Pour tenter le geste suprême ?

- Le jardin, Simon ! Il se passe quelque chose. Je le sens.

Le souffle de Marianne s’était accéléré. Elle transpirait maintenant. Alors, il se résolut à ouvrir la fenêtre et le volet, persuadé qu’il n’y verrait rien qu’une tenture noire. Une vision éphémère lui montra la maison toute enveloppée de ces rideaux noirs opaques, festonnés et funèbres. La mort et son dernier théâtre grotesque...
Ses pupilles se dilatèrent. Il se passait bien quelque chose !

Un spectacle inattendu s’offrait à lui. La lune magistrale, gigantesque spot de lumière, avait tout bonnement choisi leur petit jardin pour le parer d’or blanc et d’argent. Tous les massifs de rosiers, sublimés par les rayons lunaires obliques, s’étaient fardés du même teint argenté. Leurs silhouettes métalliques se découpaient dans un halo scintillant. Chaque buisson, chaque plante, des fusains aux lauriers-tins, des giroflées au cosmos, étincelait tel un bijou chatoyant et délicatement ciselé. D’improbables allées royales, pavées de marbre poli, ondulaient entre les plates-bandes. Mais où se cachait donc le jardinier-orfèvre qui s’était introduit pour œuvrer en catimini ? A minuit, le charme serait-il rompu et abandonnerait-il un sabot de cristal ? Simon fabulait, oubliant Marianne.

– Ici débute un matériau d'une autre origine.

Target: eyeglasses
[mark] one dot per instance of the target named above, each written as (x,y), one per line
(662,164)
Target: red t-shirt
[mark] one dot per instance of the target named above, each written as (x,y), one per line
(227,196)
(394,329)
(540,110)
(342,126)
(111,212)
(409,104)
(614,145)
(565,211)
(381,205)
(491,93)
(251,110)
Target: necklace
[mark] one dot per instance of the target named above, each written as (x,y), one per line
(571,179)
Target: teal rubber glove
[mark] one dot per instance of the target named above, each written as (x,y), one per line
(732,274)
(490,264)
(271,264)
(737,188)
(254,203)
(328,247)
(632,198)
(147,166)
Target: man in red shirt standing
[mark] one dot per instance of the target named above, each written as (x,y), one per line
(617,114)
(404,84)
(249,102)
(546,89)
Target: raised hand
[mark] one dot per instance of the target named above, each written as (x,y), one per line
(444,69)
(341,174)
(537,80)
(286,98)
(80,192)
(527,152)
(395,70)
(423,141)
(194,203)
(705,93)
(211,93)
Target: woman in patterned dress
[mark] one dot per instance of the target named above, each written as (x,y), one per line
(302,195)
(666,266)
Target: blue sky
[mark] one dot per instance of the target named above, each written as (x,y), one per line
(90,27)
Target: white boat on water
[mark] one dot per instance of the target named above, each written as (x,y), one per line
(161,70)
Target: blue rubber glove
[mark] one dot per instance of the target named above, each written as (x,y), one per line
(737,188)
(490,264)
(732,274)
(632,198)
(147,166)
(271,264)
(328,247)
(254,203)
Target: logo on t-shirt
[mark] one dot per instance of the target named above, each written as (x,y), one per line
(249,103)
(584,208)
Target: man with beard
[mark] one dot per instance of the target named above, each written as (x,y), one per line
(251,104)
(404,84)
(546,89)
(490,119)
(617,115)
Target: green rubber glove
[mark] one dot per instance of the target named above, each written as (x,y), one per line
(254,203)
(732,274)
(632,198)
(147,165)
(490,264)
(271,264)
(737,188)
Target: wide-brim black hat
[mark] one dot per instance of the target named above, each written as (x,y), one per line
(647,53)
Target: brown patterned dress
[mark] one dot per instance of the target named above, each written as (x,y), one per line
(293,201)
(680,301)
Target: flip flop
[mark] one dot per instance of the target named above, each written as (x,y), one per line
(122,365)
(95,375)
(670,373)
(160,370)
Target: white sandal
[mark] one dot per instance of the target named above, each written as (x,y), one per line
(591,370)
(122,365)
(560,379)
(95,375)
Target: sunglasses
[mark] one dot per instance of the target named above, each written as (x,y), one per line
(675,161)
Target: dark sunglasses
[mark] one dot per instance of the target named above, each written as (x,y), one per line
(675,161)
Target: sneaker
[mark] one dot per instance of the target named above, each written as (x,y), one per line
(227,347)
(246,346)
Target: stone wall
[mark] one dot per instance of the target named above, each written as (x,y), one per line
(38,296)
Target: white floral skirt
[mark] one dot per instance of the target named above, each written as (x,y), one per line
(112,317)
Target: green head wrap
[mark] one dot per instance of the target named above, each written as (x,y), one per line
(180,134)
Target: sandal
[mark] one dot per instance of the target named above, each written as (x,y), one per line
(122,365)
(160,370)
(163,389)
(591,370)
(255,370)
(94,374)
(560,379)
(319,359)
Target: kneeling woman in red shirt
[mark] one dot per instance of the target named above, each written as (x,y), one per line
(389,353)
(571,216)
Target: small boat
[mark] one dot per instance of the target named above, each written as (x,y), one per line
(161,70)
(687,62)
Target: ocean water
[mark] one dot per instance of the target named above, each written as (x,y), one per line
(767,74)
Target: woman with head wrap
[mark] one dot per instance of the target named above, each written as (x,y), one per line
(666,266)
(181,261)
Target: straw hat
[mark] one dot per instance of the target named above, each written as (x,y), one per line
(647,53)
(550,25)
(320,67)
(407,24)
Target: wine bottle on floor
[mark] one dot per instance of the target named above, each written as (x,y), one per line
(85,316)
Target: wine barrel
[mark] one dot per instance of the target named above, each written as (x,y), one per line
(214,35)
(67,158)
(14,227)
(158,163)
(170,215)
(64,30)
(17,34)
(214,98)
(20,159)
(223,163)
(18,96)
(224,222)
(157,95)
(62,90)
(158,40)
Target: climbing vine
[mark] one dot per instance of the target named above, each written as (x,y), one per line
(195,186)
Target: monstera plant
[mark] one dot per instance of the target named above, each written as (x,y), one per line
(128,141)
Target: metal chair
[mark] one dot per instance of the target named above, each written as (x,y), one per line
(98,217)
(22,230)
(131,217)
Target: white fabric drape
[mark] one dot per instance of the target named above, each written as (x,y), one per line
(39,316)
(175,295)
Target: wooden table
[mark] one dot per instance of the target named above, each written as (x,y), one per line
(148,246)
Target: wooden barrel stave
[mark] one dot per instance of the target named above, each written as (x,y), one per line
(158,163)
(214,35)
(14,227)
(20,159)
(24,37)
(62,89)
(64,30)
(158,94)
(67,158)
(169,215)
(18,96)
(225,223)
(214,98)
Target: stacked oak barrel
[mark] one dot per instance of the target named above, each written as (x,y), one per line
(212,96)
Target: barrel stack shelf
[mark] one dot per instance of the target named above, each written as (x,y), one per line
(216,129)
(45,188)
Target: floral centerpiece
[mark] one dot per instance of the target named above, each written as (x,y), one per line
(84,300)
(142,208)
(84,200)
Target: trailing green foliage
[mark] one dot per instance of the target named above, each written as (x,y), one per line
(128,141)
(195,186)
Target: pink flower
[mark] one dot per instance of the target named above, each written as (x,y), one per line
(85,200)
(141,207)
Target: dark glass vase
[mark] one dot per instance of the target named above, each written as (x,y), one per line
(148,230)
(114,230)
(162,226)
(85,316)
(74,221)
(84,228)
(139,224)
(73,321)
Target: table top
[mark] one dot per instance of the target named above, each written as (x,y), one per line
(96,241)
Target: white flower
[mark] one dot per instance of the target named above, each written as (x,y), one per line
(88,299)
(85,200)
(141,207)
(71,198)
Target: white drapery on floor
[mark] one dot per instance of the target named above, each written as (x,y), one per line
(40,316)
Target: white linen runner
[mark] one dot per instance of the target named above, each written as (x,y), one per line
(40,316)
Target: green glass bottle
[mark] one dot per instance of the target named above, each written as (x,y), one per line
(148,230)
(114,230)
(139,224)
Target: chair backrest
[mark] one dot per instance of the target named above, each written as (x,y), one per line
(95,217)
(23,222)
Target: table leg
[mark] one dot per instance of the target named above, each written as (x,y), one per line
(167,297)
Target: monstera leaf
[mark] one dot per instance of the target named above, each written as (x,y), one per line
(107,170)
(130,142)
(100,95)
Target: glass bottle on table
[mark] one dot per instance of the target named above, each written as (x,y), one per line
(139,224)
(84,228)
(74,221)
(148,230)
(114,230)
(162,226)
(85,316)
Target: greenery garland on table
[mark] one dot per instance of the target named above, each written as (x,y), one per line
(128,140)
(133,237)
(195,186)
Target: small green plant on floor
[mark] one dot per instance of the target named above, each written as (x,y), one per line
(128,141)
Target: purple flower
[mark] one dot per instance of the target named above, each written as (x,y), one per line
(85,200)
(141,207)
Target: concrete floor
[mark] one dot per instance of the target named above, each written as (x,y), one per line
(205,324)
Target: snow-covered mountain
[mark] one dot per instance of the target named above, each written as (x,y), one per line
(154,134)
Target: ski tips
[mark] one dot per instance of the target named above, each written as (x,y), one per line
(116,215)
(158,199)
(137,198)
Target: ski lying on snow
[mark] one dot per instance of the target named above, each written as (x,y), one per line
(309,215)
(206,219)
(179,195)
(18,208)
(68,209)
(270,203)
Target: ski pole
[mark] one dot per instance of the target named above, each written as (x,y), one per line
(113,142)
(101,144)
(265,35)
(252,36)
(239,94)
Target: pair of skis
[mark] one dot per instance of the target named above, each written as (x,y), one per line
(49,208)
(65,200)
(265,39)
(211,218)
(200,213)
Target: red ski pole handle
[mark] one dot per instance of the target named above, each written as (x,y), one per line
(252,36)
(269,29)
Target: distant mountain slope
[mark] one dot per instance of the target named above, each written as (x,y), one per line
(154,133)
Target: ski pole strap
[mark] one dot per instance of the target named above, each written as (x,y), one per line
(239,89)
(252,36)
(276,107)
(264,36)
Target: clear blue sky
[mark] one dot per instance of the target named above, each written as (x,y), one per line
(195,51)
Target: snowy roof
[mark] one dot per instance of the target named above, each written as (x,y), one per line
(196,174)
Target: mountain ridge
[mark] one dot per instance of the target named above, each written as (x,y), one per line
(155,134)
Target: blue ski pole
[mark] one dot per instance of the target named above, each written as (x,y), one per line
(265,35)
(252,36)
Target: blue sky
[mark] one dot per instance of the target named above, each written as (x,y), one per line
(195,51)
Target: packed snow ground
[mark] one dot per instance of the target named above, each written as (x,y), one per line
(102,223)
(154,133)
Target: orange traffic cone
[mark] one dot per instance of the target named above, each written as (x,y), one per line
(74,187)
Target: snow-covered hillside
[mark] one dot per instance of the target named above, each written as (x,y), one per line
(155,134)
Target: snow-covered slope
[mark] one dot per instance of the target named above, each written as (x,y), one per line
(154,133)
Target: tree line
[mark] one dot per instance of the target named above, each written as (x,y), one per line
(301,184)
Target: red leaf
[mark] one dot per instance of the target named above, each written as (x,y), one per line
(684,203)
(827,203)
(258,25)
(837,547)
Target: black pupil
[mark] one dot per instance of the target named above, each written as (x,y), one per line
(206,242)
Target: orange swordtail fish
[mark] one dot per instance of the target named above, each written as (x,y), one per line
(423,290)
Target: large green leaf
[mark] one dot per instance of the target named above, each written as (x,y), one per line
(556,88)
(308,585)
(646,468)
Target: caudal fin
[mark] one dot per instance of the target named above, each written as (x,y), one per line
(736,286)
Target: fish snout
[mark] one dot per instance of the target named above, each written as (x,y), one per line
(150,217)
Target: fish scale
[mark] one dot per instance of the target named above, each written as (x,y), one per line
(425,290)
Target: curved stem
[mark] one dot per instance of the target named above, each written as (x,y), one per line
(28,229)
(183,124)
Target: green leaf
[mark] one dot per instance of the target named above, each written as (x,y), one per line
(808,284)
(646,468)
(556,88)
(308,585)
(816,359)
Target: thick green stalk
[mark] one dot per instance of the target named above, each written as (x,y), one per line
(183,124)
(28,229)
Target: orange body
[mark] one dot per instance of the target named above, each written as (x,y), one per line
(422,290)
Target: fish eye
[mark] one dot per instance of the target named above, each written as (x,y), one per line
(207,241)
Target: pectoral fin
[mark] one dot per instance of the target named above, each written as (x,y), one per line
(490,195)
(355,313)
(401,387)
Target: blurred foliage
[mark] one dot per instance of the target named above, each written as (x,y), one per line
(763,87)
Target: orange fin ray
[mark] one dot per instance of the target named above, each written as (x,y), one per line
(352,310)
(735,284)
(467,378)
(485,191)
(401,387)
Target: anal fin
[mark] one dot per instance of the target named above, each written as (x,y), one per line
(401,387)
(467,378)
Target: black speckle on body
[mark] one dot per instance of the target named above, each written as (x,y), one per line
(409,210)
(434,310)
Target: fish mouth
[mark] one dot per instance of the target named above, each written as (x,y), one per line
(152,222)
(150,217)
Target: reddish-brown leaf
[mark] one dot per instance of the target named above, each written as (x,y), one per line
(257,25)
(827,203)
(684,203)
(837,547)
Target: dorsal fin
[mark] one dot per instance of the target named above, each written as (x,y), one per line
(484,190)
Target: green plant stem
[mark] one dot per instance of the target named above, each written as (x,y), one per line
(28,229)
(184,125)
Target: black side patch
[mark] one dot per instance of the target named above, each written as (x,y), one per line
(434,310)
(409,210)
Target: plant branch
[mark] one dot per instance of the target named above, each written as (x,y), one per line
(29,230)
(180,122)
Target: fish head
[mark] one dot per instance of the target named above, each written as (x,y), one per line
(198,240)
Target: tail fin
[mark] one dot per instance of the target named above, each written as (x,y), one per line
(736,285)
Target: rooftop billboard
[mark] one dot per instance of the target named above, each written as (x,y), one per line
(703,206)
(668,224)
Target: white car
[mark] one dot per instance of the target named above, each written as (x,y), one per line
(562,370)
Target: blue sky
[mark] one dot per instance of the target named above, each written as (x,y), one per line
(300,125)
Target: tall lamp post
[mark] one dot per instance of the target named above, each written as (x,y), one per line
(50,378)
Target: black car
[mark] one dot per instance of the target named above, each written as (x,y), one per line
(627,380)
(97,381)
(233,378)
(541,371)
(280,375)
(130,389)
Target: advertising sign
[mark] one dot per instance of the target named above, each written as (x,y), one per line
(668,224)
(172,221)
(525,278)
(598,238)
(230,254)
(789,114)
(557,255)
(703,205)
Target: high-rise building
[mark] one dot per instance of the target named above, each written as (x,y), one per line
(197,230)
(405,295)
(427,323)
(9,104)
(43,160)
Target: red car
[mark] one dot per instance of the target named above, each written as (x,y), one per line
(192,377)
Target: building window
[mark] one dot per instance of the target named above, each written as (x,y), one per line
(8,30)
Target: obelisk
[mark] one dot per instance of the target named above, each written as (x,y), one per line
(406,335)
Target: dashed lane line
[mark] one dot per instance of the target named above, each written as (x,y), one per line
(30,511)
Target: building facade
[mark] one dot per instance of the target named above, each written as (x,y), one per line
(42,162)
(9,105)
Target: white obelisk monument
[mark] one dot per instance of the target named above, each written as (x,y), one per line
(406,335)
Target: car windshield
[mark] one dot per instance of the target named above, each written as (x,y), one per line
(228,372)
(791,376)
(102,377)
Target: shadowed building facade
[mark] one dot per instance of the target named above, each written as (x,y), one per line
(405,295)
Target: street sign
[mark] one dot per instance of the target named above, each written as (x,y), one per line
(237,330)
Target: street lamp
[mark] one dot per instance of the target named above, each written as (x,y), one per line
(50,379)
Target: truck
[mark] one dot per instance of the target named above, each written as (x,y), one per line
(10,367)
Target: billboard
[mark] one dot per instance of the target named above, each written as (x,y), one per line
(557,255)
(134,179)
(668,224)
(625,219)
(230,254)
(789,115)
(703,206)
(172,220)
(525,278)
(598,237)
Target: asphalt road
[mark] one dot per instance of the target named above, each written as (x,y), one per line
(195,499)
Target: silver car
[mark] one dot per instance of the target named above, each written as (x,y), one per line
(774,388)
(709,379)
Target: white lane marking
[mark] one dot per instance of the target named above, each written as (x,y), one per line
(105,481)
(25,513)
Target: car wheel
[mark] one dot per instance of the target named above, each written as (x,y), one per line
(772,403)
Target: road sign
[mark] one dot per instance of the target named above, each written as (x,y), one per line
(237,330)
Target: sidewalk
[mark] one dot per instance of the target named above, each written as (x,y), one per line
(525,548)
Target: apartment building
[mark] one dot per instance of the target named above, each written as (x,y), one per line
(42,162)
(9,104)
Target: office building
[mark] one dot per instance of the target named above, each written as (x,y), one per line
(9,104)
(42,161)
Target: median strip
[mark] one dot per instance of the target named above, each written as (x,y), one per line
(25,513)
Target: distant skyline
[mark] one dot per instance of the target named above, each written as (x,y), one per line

Plus haut, au-dessus des arbres noirs, au-dessus de la lune blanche, il n’y avait que le vide profond de la nuit. Tout semblait figé à jamais et Simon, lui-même, hypnotisé par ce tableau extatique, n’osait plus respirer.

- Simon, qu’est-ce qu’il y a ? Dis-moi.

L’air frais s’engouffra brusquement dans ses poumons et il revint à la réalité.

- Je ne vois rien d’anormal. Sauf que le jardin est si magnifique sous le clair de lune. Il n’y a pas un souffle de vent et … et …mon dieu !

- C’est quoi ? Simon ! reviens !

***

Il avait repris sa place près de Marianne et délaissé sa lecture nocturne. Elle dormait paisiblement ou bien faisait-elle semblant pour ne pas le contrarier car un petit sourire prolongeait ses lèvres. Ses boucles pâles reposaient aussi, inertes sur l’oreiller. Maintenant, il se demandait comment il ne l’avait pas reconnu plus vite ; leur ressemblance s’imposait, flagrante : main torturée dans la main décharnée, il était là avec les mêmes cheveux ondulés blanchis, la même peau exsangue, les mêmes joues creuses, les mêmes paupières violacées closes.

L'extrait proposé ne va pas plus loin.